Electronic Arts CEO Andrew Wilson acknowledged during its recent Q4 2019 financial results conference that Anthem did not live up to expectations, and that the game's troubled launch period has the company strongly reconsidering its release process moving forward. Anthem's release wasn't necessarily a traditional one, given that it had an early access period for EA Origin subscribers, but its launch was marred by technical difficulties and ineffective Day One patches regardless, which apparently has EA going back to the drawing board for major game releases.
Anthem is being heralded as a dead game by its current community, which has dropped off precipitously over the past few months of borderline inaction from EA and developer BioWare. The issues being fixed are ones that are game-breaking, such as infinite loading screens, glitched loot ratios, and the strange case of Anthem shutting down PS4s during its console release. Unfortunately, patching those up has evidently taken a fair amount of resources, because quality-of-life updates like enhanced loot, better gear, and additional content has fallen by the wayside.
According to Wilson, Anthem still has support from EA and BioWare, but the experience of launching the game has fundamentally changed the way EA will approach handling large, live-service game releases. Wilson described some of the challenges that EA faced in launching Anthem during the call, suggesting that it's already a problem so large in scope that the entire industry is grappling with it:
"The reality is, it's not just an EA challenge, it's an industry-wide challenge. You're moving from what was initially a BioWare game which would be somewhere between 40 and 80 hours of offline play to 40 to 80 hours of offline play plus 100 or 200, 300 hours of elder game that happens with millions of other players at scale, online."

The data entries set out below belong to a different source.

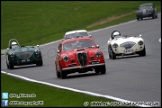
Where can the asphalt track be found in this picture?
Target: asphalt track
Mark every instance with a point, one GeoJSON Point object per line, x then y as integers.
{"type": "Point", "coordinates": [132, 78]}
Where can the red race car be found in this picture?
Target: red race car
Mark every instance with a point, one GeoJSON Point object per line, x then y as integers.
{"type": "Point", "coordinates": [79, 55]}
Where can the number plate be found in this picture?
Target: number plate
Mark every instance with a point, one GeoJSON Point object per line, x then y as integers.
{"type": "Point", "coordinates": [128, 51]}
{"type": "Point", "coordinates": [25, 60]}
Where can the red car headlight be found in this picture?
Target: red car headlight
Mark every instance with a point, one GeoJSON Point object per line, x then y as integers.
{"type": "Point", "coordinates": [65, 58]}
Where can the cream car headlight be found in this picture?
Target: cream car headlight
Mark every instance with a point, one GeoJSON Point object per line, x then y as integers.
{"type": "Point", "coordinates": [12, 54]}
{"type": "Point", "coordinates": [98, 54]}
{"type": "Point", "coordinates": [115, 45]}
{"type": "Point", "coordinates": [65, 58]}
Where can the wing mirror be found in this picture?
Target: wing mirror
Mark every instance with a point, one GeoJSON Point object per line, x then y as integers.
{"type": "Point", "coordinates": [58, 51]}
{"type": "Point", "coordinates": [98, 46]}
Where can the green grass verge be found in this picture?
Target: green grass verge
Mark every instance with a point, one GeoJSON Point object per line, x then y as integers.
{"type": "Point", "coordinates": [50, 95]}
{"type": "Point", "coordinates": [38, 22]}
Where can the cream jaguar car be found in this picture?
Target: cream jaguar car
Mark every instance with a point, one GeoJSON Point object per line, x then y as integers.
{"type": "Point", "coordinates": [119, 45]}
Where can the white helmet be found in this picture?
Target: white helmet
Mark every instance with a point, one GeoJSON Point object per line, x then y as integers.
{"type": "Point", "coordinates": [13, 43]}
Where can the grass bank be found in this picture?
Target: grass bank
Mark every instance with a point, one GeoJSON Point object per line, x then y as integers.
{"type": "Point", "coordinates": [38, 22]}
{"type": "Point", "coordinates": [51, 96]}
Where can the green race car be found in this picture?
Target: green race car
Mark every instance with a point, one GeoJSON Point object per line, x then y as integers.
{"type": "Point", "coordinates": [17, 55]}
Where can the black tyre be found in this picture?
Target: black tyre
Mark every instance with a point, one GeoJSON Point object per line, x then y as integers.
{"type": "Point", "coordinates": [62, 74]}
{"type": "Point", "coordinates": [101, 69]}
{"type": "Point", "coordinates": [112, 55]}
{"type": "Point", "coordinates": [57, 72]}
{"type": "Point", "coordinates": [143, 52]}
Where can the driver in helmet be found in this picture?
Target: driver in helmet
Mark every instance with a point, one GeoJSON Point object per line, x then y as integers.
{"type": "Point", "coordinates": [14, 45]}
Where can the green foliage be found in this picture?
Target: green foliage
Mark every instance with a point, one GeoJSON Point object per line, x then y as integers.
{"type": "Point", "coordinates": [38, 22]}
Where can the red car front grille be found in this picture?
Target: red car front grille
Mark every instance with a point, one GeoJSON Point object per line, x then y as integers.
{"type": "Point", "coordinates": [24, 55]}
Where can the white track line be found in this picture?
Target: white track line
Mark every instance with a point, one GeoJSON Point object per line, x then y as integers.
{"type": "Point", "coordinates": [93, 31]}
{"type": "Point", "coordinates": [72, 89]}
{"type": "Point", "coordinates": [160, 40]}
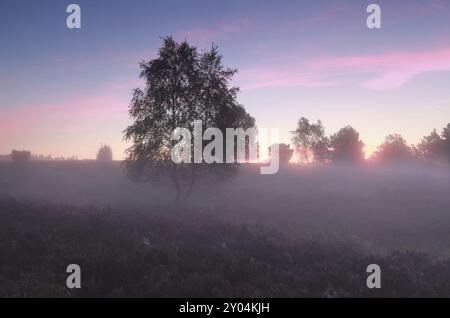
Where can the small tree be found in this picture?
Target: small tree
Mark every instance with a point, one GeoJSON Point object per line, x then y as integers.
{"type": "Point", "coordinates": [104, 154]}
{"type": "Point", "coordinates": [20, 156]}
{"type": "Point", "coordinates": [346, 146]}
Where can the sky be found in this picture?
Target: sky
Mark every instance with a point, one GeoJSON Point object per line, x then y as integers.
{"type": "Point", "coordinates": [65, 91]}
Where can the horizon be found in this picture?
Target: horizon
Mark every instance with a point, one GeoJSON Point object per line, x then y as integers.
{"type": "Point", "coordinates": [65, 92]}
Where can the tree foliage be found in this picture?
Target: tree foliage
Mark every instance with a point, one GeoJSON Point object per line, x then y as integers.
{"type": "Point", "coordinates": [310, 141]}
{"type": "Point", "coordinates": [393, 150]}
{"type": "Point", "coordinates": [182, 85]}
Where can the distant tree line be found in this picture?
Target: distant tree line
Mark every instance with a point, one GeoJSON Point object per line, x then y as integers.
{"type": "Point", "coordinates": [313, 146]}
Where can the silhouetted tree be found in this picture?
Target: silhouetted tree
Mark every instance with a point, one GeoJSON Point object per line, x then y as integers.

Obviously, then, those challenges also impact the way that QA processes are handled, creating a different sort of workload and strain on the developers working to launch these live-service games. EA is acknowledging that, with Wilson stating that the Western "drip-feed approach" of generating hype through marketing and a straight-up release might not be the future:
"You should expect that we'll start to test things like soft launches — the same things that you see in the mobile space right now. And it also comes down to changing how we communicate with players. Our entire marketing organization now is moving out of presentation mode and into conversation mode, and changing how we interact with players over time."
While soft launching might sound desirable when compared to the disaster that was Anthem's hard launch in February, it carries with it a few caveats as well. Chief among those concerns is the potential for EA to continue to label games as "early access release" titles, giving the company an excuse to implement features that should have been present at launch long after the fact. It's also another way to massage the fact that a game might not be good at release into a "wait and see" approach, marketing the game as something that will reward gamers for sticking around with it — think Star Citizen, only if that game was ever going to release at all — without needing to deliver on that promise in a timely manner.
That's the worst case scenario, though. EA has garnered a reputation as greedy, rushing out Star Wars games and Anthem in a way that worked as a detriment to the company's success. If EA and Wilson intend to learn from those experiences, then acknowledging their issues and earnestly looking into changing them could be the catalyst for a fresh start, one that is desperately needed for one of gaming's biggest publishers.